季節はずれのインテルメッツォ(続)

音楽、文学、絵画、スポーツ、シェパード等々についての雑記帖。

ベートーヴェン研究

2009年02月06日 | 音楽
吉田秀和さんの演奏評に異議を唱えてばかりいるが、以前この人の作品論は立派だと書いたことがある。

ベートーヴェンを求めてという本はその代表的なものである。演奏に手を染めている人たちは一度きちんと読むべき本であろう。ひとつの曲をこうやって「読む」のか、というお手本になる。

リーツラーというベートーヴェン研究家やロマン・ロランのベートーヴェン研究がなかったらなされなかった仕事だと思うけれど、それは吉田さん自身も書いているけれど、とにかく良い作品である。ロランのを改めて読み返してみた。以前、それもはるかな昔読んですっかり忘れていたが、シェンカーにまで言及しているのだ。シェンカーというのはウィーンの理論家で、聞くところによると今でもアメリカでは読まれるそうである。

吉田さんの粘り強い楽曲分析は、演奏にかかわっている人ならば本当は誰でも読まなければいけない。と言うより自身でできなければいけないことだ。

彼はベートーヴェンのさまざまな曲を取り上げ、それがたとえどんな複雑さを含んでいるように見えようとも、実は大変に単純な音型の徹底的な使用によるのだ、そこから統一感が生じるのだと言葉を尽くして語る。

ひとつの楽曲が分析されるだけではない。初期の作品、たとえば「悲愴ソナタ」で提出されたアイデアが晩年の作品にいたるまで活き続けていたことが説かれている。

ベートーヴェンのスケッチブックが多く残っているのは有名だが、あんな引越し魔が肌身離さず持っていた、若いときからのすでに完成した作品のものまで持っていた理由を憶測する手段はとても説得力がある。

乱雑をきわめたベートーヴェンのスケッチ帖を丹念に読み解いていく作業は、よほどの情熱がなければできることではない。

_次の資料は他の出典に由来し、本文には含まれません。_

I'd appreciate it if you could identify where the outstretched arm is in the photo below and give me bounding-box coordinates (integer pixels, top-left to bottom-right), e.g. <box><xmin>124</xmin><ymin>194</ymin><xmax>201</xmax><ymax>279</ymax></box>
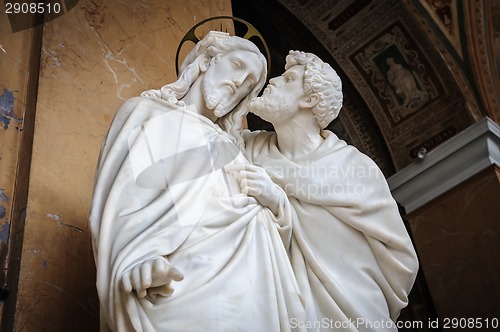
<box><xmin>121</xmin><ymin>257</ymin><xmax>184</xmax><ymax>300</ymax></box>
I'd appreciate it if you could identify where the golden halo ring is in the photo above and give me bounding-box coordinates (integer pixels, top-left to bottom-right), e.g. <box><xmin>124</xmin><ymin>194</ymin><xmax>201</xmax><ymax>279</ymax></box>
<box><xmin>175</xmin><ymin>16</ymin><xmax>271</xmax><ymax>81</ymax></box>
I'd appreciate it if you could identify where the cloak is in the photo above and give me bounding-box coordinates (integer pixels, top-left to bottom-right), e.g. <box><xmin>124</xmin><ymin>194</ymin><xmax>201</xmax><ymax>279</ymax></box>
<box><xmin>90</xmin><ymin>97</ymin><xmax>305</xmax><ymax>331</ymax></box>
<box><xmin>244</xmin><ymin>130</ymin><xmax>418</xmax><ymax>331</ymax></box>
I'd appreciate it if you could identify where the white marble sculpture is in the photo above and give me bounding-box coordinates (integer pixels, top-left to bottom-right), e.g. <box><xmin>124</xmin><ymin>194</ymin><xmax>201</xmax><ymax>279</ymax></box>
<box><xmin>242</xmin><ymin>51</ymin><xmax>418</xmax><ymax>331</ymax></box>
<box><xmin>90</xmin><ymin>32</ymin><xmax>305</xmax><ymax>331</ymax></box>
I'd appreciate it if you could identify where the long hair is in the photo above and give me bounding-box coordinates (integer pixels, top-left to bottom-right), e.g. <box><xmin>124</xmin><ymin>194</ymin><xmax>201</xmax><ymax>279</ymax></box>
<box><xmin>141</xmin><ymin>31</ymin><xmax>267</xmax><ymax>149</ymax></box>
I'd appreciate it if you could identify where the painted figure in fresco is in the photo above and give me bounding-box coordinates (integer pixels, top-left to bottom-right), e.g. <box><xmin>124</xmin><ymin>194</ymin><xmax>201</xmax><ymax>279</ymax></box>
<box><xmin>240</xmin><ymin>51</ymin><xmax>418</xmax><ymax>330</ymax></box>
<box><xmin>90</xmin><ymin>32</ymin><xmax>305</xmax><ymax>331</ymax></box>
<box><xmin>386</xmin><ymin>58</ymin><xmax>425</xmax><ymax>106</ymax></box>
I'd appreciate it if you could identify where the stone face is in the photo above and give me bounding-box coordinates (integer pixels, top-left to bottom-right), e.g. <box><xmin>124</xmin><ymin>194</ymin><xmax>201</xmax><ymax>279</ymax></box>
<box><xmin>4</xmin><ymin>0</ymin><xmax>231</xmax><ymax>331</ymax></box>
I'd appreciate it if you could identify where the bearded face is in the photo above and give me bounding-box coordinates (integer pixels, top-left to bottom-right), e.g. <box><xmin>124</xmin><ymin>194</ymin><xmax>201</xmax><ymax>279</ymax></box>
<box><xmin>248</xmin><ymin>88</ymin><xmax>297</xmax><ymax>125</ymax></box>
<box><xmin>201</xmin><ymin>50</ymin><xmax>264</xmax><ymax>117</ymax></box>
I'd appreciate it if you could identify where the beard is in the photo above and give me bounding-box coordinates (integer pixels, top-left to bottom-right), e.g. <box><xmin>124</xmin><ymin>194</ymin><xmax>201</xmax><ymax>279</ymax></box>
<box><xmin>248</xmin><ymin>94</ymin><xmax>297</xmax><ymax>125</ymax></box>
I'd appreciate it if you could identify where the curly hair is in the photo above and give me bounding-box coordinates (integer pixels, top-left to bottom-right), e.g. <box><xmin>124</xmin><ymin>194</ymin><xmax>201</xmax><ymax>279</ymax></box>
<box><xmin>285</xmin><ymin>51</ymin><xmax>343</xmax><ymax>129</ymax></box>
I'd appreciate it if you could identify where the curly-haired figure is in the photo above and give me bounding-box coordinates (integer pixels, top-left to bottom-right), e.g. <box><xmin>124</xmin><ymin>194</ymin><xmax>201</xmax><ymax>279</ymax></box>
<box><xmin>239</xmin><ymin>51</ymin><xmax>418</xmax><ymax>331</ymax></box>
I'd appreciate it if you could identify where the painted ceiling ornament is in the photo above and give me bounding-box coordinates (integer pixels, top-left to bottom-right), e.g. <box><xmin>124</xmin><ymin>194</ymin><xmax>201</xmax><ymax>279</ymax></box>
<box><xmin>175</xmin><ymin>16</ymin><xmax>271</xmax><ymax>81</ymax></box>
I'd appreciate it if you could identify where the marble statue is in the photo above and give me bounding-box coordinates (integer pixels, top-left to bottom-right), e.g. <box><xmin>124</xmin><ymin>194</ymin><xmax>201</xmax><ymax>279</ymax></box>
<box><xmin>240</xmin><ymin>51</ymin><xmax>418</xmax><ymax>331</ymax></box>
<box><xmin>386</xmin><ymin>58</ymin><xmax>425</xmax><ymax>106</ymax></box>
<box><xmin>90</xmin><ymin>32</ymin><xmax>306</xmax><ymax>331</ymax></box>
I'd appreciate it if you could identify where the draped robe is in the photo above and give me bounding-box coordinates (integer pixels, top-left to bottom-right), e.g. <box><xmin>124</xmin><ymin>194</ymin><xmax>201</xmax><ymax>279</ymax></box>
<box><xmin>244</xmin><ymin>130</ymin><xmax>418</xmax><ymax>331</ymax></box>
<box><xmin>90</xmin><ymin>97</ymin><xmax>305</xmax><ymax>331</ymax></box>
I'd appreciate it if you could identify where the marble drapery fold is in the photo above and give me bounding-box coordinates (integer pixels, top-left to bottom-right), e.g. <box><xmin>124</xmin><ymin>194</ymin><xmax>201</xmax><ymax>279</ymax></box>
<box><xmin>90</xmin><ymin>97</ymin><xmax>305</xmax><ymax>331</ymax></box>
<box><xmin>244</xmin><ymin>130</ymin><xmax>418</xmax><ymax>331</ymax></box>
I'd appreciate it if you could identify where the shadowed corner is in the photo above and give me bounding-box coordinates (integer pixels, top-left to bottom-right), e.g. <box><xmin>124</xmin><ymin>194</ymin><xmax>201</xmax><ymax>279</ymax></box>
<box><xmin>3</xmin><ymin>0</ymin><xmax>79</xmax><ymax>33</ymax></box>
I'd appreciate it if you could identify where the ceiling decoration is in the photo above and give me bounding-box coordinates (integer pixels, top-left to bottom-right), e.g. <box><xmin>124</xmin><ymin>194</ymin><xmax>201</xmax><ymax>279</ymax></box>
<box><xmin>233</xmin><ymin>0</ymin><xmax>483</xmax><ymax>175</ymax></box>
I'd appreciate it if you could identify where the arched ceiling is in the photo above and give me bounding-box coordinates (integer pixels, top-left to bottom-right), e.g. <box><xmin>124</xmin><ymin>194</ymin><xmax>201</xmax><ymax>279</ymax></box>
<box><xmin>233</xmin><ymin>0</ymin><xmax>492</xmax><ymax>176</ymax></box>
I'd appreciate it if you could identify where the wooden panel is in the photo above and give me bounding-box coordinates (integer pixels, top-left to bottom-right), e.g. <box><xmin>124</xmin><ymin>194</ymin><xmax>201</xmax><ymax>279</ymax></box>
<box><xmin>9</xmin><ymin>0</ymin><xmax>231</xmax><ymax>331</ymax></box>
<box><xmin>0</xmin><ymin>10</ymin><xmax>41</xmax><ymax>330</ymax></box>
<box><xmin>408</xmin><ymin>166</ymin><xmax>500</xmax><ymax>322</ymax></box>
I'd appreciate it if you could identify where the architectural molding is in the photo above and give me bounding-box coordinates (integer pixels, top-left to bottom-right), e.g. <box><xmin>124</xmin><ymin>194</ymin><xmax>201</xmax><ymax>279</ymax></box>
<box><xmin>388</xmin><ymin>118</ymin><xmax>500</xmax><ymax>213</ymax></box>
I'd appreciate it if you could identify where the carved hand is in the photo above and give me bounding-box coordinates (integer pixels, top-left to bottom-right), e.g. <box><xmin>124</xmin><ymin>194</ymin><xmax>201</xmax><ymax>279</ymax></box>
<box><xmin>224</xmin><ymin>164</ymin><xmax>286</xmax><ymax>215</ymax></box>
<box><xmin>121</xmin><ymin>258</ymin><xmax>184</xmax><ymax>300</ymax></box>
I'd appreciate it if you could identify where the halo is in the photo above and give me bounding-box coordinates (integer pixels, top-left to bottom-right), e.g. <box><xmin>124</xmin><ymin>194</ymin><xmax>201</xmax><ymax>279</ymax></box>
<box><xmin>175</xmin><ymin>16</ymin><xmax>271</xmax><ymax>81</ymax></box>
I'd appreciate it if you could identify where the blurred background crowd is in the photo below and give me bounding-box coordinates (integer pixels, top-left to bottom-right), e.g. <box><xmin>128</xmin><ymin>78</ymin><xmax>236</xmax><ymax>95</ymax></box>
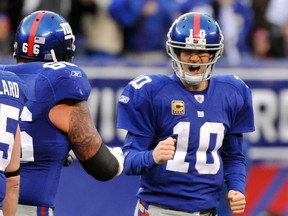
<box><xmin>0</xmin><ymin>0</ymin><xmax>288</xmax><ymax>65</ymax></box>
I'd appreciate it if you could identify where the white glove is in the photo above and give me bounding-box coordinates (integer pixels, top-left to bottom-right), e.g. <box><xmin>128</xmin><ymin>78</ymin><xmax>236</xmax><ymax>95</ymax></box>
<box><xmin>106</xmin><ymin>145</ymin><xmax>124</xmax><ymax>176</ymax></box>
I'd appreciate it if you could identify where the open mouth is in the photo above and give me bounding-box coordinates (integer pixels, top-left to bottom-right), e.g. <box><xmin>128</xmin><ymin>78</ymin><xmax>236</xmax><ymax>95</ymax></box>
<box><xmin>188</xmin><ymin>66</ymin><xmax>200</xmax><ymax>73</ymax></box>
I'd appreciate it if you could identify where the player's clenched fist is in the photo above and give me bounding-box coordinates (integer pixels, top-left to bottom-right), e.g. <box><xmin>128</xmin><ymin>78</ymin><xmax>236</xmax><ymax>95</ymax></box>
<box><xmin>152</xmin><ymin>137</ymin><xmax>176</xmax><ymax>164</ymax></box>
<box><xmin>228</xmin><ymin>190</ymin><xmax>246</xmax><ymax>214</ymax></box>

パソコンでグラフを書き込んだり、楽譜まで記入できるそうだが、僕はまるで不案内である。吉田さんのベートーヴェン研究は譜例がとても多いからここで具体的に紹介はできかねる。面倒くさがらずに読んでみることをお勧めだけしておこう。

さて、吉田さんの本とロランとの差異は、誰でも気づくことであるが、吉田さんのは演奏の分析によって、記述した事柄を補っていることであろうか。人によってはそれにより、より説得力を増したというかもしれない。人によりどころか、ほとんどの人がそう考えるだろう。

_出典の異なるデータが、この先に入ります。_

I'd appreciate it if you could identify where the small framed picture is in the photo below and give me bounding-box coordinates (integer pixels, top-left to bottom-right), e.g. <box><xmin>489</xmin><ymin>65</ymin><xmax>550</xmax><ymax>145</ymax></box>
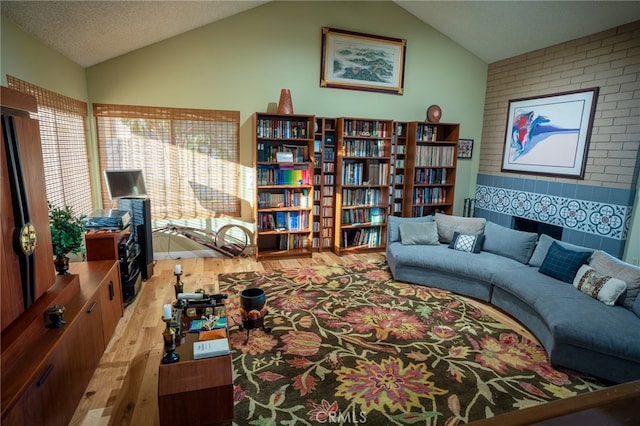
<box><xmin>458</xmin><ymin>139</ymin><xmax>473</xmax><ymax>158</ymax></box>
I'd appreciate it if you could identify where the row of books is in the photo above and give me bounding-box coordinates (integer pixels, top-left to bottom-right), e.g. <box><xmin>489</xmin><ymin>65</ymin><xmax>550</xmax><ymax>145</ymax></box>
<box><xmin>342</xmin><ymin>120</ymin><xmax>387</xmax><ymax>138</ymax></box>
<box><xmin>414</xmin><ymin>169</ymin><xmax>447</xmax><ymax>184</ymax></box>
<box><xmin>416</xmin><ymin>124</ymin><xmax>438</xmax><ymax>142</ymax></box>
<box><xmin>258</xmin><ymin>211</ymin><xmax>309</xmax><ymax>231</ymax></box>
<box><xmin>256</xmin><ymin>142</ymin><xmax>309</xmax><ymax>162</ymax></box>
<box><xmin>416</xmin><ymin>145</ymin><xmax>455</xmax><ymax>167</ymax></box>
<box><xmin>258</xmin><ymin>189</ymin><xmax>309</xmax><ymax>209</ymax></box>
<box><xmin>342</xmin><ymin>188</ymin><xmax>382</xmax><ymax>206</ymax></box>
<box><xmin>342</xmin><ymin>139</ymin><xmax>385</xmax><ymax>157</ymax></box>
<box><xmin>257</xmin><ymin>118</ymin><xmax>308</xmax><ymax>139</ymax></box>
<box><xmin>342</xmin><ymin>226</ymin><xmax>382</xmax><ymax>248</ymax></box>
<box><xmin>342</xmin><ymin>207</ymin><xmax>384</xmax><ymax>225</ymax></box>
<box><xmin>256</xmin><ymin>164</ymin><xmax>313</xmax><ymax>185</ymax></box>
<box><xmin>413</xmin><ymin>188</ymin><xmax>447</xmax><ymax>204</ymax></box>
<box><xmin>342</xmin><ymin>161</ymin><xmax>389</xmax><ymax>185</ymax></box>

僕はまったく反対のことを思う。この本から後半に頻繁に出てくる演奏分析によって楽曲分析を裏打ちする箇所、これらが無かったならばどんなに良かったかと残念なのである。

もっとも、そうなった場合、吉田さんはロランの仕事をなぞったことが多すぎて、新たに自身で書く気にならなかったかもしれないが。

ただし、この本を読んでいない人のために言っておくが、吉田さんはロランの考えを踏襲しながら、結局ベートーヴェンという男は生涯ただひとつのテーマだけを追い続けた人だ、という地点まで考えを追い詰めている。ロランを土台にして発展したと言ってよい。

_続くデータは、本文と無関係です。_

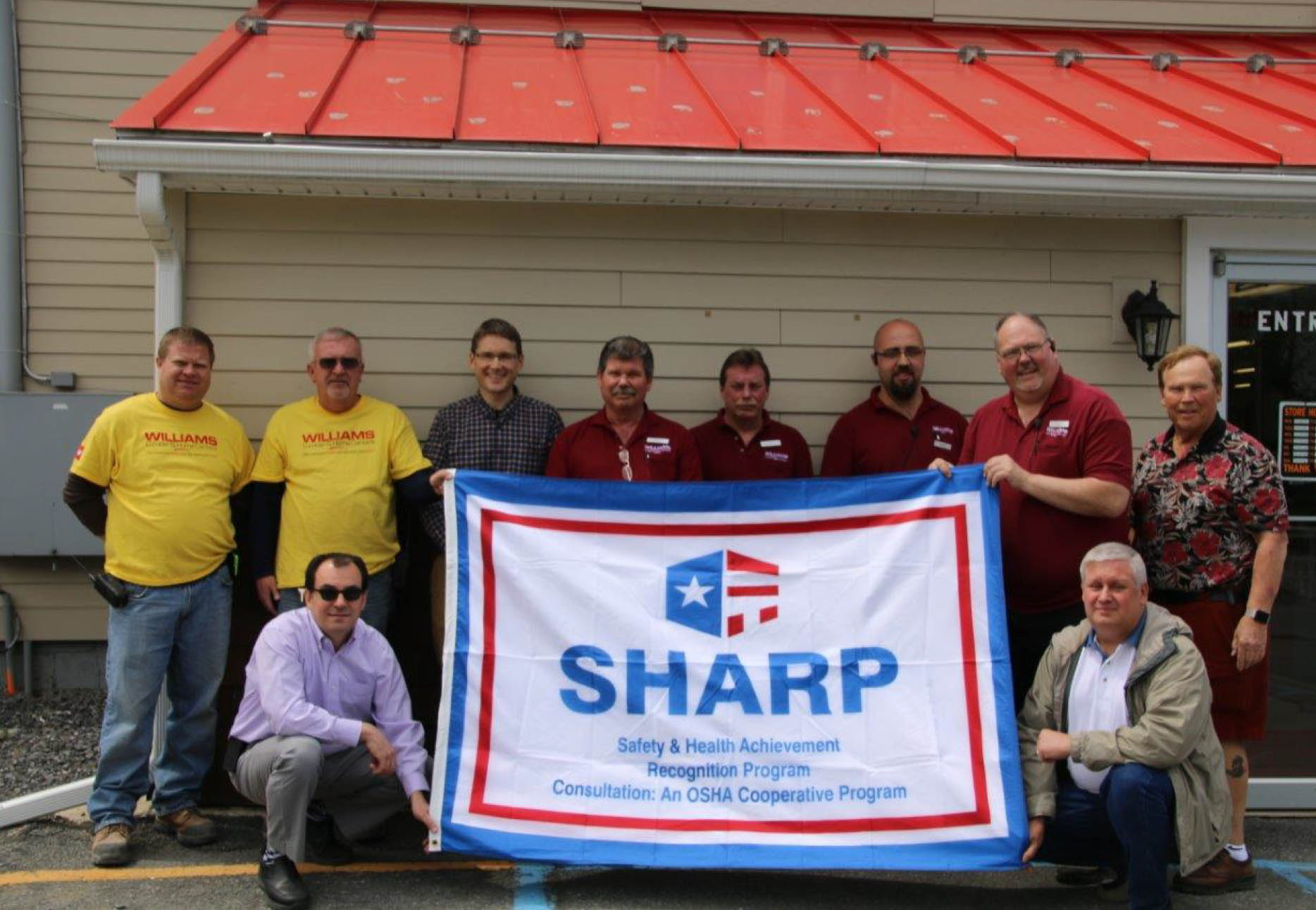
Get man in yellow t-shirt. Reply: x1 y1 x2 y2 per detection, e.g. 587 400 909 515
252 328 442 632
65 326 255 865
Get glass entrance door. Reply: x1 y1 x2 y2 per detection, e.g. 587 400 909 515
1217 264 1316 807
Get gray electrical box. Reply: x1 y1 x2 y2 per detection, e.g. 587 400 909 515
0 393 128 555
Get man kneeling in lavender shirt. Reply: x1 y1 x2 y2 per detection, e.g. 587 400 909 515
224 553 438 907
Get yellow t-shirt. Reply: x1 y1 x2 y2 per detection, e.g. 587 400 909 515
252 395 429 587
68 393 255 587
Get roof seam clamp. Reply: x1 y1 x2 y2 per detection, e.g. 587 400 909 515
447 25 480 46
1248 54 1275 73
233 16 270 35
658 32 690 54
342 18 375 41
553 29 584 50
859 41 887 61
1055 47 1083 70
955 45 987 63
1152 50 1179 73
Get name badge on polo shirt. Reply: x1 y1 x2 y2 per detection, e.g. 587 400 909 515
932 424 955 452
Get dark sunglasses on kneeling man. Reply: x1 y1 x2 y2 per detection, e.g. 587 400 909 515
311 585 366 603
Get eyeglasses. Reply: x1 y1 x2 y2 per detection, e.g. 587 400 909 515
311 585 366 603
473 350 521 366
316 357 361 370
996 338 1052 364
872 345 928 361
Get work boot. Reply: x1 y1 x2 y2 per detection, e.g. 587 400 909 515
91 825 133 865
1172 849 1257 894
155 808 220 847
256 856 311 910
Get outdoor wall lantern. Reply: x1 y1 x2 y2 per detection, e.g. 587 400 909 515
1120 282 1179 371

読み返してあちこち持って回っているうちに行方が分からなくなった。外出は犬の散歩以外ほとんどしないから、家中のどこかにあるはずである。家が広すぎるのかも知れない。鴨長明を見習いたいものだ。

見つけたらこの続きを書こう。演奏論が無ければよかったという例をきちんと挙げておきたいから。